Thursday, December 27, 2012

Day 7 - Triggers

Here we are Day 7 of the Made to Crave Devotional:

"I pray that you...grasp how wide and long and high and deep is the love of Christ...that you may be filled to the measure of all the fullness of God." Ephesians 3:17-19

Thought of the Day: The only way to negate an emotional eating trigger is to match it with truth.

Last night I was talking with some friends about this devo & how I have been intentional about when I eat.  Asking myself am I really hungry or is there something else going on?  What surprised me was it was the husband who admitted to having times of emotional eating, the wife doesn't eat when stressed.  I don't know why I've assumed that this is more of a woman thing than a man thing.  A male example of food as love & support just came to mind, Joe Gargery would give Pip more & more gravy after his wife's verbal attacks on the young orphan in Great Expectations. 

Kind of off course of what I was planning on blogging about...I'm sitting here thinking about my relationship with food and it brought to mind memories of my childhood when I lived with my mom.

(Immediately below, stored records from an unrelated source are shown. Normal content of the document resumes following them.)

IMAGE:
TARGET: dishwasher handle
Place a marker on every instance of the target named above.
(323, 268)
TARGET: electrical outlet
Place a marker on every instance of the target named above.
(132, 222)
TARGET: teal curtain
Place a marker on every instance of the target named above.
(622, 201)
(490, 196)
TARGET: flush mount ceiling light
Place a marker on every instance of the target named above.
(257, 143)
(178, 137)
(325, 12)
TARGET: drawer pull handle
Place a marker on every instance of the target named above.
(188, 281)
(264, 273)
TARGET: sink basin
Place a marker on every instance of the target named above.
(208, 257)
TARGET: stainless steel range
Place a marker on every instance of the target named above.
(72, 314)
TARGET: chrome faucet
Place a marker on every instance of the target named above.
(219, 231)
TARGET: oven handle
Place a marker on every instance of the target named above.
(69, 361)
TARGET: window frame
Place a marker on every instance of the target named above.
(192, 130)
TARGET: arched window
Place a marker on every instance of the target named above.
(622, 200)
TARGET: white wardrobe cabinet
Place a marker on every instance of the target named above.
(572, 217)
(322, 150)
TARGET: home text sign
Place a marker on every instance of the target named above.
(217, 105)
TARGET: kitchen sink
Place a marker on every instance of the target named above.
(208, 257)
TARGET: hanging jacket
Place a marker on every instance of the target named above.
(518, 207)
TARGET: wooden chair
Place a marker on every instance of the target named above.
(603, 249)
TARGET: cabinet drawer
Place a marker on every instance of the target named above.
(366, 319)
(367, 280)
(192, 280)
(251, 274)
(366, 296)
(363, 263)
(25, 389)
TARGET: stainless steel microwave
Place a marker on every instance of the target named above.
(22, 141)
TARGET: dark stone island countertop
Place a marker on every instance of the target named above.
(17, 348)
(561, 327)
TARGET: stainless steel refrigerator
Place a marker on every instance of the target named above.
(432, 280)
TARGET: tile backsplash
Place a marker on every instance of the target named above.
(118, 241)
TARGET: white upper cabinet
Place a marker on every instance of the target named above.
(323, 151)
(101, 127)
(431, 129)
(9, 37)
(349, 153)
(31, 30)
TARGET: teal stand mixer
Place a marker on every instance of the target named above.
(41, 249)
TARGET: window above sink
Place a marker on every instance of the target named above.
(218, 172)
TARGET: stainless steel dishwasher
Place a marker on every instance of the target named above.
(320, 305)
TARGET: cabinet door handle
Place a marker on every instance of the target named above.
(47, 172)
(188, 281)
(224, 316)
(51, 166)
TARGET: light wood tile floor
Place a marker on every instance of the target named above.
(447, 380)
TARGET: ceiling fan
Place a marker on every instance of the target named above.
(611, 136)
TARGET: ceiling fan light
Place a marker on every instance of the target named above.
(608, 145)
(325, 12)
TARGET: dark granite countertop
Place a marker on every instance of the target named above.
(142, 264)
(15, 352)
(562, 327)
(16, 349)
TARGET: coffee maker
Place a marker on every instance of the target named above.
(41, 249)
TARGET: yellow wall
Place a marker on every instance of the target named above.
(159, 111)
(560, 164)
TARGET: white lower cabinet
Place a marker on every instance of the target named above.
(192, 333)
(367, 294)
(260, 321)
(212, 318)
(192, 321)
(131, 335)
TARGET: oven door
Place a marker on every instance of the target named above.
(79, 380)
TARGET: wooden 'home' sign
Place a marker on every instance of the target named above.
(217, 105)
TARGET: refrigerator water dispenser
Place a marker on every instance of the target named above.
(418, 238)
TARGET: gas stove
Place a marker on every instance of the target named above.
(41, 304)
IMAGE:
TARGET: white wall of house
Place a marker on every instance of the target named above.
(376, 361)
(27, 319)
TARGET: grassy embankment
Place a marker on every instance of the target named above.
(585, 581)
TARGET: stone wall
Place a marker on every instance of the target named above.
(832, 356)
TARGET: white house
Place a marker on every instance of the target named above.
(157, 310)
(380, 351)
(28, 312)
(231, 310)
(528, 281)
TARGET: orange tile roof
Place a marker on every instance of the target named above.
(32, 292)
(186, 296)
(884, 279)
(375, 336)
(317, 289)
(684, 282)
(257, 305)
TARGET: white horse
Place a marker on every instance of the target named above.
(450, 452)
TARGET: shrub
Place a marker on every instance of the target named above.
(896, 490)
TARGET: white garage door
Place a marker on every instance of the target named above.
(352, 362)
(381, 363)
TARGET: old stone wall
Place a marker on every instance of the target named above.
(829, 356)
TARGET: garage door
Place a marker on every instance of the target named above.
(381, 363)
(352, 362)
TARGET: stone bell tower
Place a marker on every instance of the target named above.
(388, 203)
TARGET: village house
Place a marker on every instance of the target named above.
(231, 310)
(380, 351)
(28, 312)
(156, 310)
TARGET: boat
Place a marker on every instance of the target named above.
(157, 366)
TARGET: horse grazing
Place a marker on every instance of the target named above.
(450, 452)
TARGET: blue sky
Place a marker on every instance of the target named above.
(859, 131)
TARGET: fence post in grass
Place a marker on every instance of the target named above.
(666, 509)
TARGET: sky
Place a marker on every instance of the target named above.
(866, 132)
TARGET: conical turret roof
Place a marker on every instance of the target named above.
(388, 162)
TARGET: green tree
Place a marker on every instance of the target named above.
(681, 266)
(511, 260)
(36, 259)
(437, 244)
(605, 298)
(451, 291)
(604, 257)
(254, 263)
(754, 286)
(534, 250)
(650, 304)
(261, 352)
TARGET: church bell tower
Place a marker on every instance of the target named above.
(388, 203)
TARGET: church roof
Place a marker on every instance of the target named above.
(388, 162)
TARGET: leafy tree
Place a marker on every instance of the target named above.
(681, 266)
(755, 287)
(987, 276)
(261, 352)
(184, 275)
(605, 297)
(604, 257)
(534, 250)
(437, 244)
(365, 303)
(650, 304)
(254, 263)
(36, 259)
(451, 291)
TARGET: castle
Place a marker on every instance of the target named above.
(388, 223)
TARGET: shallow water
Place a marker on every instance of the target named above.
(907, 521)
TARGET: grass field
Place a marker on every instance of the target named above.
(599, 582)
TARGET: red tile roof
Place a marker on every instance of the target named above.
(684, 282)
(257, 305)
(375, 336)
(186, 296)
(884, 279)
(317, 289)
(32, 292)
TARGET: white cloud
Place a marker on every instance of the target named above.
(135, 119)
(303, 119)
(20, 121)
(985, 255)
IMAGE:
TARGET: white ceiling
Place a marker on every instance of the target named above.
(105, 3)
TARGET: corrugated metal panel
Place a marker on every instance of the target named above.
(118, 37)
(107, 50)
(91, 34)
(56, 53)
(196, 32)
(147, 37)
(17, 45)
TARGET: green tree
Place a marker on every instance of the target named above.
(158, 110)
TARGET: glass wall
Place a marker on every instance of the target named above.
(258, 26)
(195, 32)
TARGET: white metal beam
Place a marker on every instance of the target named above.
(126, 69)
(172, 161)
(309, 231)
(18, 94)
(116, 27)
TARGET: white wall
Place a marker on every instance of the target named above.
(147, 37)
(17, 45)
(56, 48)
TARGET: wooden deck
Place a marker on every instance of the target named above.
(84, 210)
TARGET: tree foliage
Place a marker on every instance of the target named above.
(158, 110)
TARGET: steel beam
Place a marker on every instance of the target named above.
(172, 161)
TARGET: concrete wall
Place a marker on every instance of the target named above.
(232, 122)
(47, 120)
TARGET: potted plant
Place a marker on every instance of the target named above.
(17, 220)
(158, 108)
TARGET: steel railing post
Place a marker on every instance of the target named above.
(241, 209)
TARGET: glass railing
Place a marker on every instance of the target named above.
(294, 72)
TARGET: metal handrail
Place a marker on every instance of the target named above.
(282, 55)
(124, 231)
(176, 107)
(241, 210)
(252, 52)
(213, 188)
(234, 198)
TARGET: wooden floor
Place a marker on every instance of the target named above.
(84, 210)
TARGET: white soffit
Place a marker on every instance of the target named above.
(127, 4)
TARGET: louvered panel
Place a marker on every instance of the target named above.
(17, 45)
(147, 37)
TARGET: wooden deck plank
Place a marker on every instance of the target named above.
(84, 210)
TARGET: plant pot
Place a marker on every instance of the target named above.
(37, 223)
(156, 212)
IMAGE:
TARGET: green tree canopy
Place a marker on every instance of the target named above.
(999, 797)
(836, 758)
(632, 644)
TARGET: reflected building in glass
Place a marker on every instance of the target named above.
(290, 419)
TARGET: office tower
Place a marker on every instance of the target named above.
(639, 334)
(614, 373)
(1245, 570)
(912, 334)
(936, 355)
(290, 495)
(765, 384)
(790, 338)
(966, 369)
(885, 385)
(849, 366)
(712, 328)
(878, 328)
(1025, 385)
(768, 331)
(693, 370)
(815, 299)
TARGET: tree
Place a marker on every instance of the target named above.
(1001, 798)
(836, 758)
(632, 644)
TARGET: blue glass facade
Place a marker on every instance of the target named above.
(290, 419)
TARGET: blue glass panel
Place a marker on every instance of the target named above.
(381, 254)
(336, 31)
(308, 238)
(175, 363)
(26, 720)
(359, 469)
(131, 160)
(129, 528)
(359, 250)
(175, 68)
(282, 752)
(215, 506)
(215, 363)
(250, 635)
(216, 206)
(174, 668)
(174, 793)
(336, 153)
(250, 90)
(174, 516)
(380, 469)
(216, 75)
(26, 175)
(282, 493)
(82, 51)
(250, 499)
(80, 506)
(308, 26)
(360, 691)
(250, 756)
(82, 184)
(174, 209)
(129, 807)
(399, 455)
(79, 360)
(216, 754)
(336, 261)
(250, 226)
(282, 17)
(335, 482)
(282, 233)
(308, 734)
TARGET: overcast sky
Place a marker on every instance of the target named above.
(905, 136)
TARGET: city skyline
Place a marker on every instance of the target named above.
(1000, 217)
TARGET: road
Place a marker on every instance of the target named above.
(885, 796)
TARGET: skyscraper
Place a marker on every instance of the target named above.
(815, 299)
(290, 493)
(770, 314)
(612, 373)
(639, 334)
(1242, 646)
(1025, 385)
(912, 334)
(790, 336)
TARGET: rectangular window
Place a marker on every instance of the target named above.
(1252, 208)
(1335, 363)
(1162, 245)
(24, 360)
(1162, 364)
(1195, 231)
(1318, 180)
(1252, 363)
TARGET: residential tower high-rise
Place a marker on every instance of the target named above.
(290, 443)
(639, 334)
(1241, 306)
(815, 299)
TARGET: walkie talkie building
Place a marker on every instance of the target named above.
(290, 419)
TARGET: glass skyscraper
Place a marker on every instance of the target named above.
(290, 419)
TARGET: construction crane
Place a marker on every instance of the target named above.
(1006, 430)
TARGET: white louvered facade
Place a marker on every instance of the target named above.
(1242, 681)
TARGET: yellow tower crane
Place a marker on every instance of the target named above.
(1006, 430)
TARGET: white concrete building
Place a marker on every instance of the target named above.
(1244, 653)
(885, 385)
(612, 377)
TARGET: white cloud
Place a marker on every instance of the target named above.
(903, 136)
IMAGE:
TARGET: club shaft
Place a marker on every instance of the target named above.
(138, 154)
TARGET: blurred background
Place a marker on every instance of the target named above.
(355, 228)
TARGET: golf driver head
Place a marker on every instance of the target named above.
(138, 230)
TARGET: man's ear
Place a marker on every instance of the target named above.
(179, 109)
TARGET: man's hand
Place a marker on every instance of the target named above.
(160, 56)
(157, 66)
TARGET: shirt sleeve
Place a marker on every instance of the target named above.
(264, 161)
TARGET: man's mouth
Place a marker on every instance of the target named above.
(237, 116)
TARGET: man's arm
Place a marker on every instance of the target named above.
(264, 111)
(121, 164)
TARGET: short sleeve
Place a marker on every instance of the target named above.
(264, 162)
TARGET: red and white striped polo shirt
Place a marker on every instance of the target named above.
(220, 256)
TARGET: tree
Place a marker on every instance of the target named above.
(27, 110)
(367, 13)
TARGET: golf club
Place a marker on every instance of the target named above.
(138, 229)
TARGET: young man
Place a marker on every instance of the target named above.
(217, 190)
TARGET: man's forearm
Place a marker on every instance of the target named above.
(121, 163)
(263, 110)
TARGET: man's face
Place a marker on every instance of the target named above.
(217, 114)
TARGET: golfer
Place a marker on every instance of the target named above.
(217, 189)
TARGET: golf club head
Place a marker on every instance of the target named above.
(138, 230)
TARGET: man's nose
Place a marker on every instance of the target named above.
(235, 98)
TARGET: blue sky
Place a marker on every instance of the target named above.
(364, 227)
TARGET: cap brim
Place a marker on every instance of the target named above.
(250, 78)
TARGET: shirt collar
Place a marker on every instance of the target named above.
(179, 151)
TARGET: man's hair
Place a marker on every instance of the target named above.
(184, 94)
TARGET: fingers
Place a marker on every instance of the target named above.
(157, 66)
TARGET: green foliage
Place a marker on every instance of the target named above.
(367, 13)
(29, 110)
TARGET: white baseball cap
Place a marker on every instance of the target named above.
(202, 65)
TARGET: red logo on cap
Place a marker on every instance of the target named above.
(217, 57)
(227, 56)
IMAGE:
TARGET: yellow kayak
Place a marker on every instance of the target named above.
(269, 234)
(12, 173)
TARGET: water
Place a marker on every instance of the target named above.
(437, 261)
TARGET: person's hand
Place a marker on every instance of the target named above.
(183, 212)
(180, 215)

  • She would brag about how much I could eat.  Some of the guys that she dated would take me out to eat with them just to see if this little girl could really eat adult portions.  This was one of the ways I was taught that love is performance based...I know now that shouldn't be the case, but that took a long time to learn that lesson.
  • When I was stressed as a teen I wouldn't eat, it was consciously done, and sometimes I would be too busy at work & forget to eat.  I remember a manager pulling me aside & said that he and my co-workers were worried that I was anorexic & they were going to call my dad if I didn't start eating.  I was shocked!
  • When my mom died & dad was driving us out to the funeral we stopped at a truck stop to eat.   I wasn't hungry & he got upset with me about not eating and told me couldn't leave until I ate more of my dinner.  I was 18...lol.  But that became an issue between my dad & I until he died.  He would get suspicious if I wasn't eating & demand that I eat.
  • When my dad died, everyone was like "Eat!" or "Please eat something." or "You need the strength, eat."  The problem was I couldn't, I would take & a bit and my body wouldn't let me swallow.  I literally had to force some food down.  Even then it was a few bites.  The moment I remember being able to eat was after my dad's visitation & my friend was driving me home and I was SO angry, because of family drama.  We stopped at Chick-Fil-A and I was able to eat a whole chicken sandwich.  Which I paid for later (you get what I'm saying).
I guess I've had a bigger issue with food than I originally thought.  Wow, I'm really grateful for this devotional!  I'm going to be turning this over in my head, probably for the rest of the day!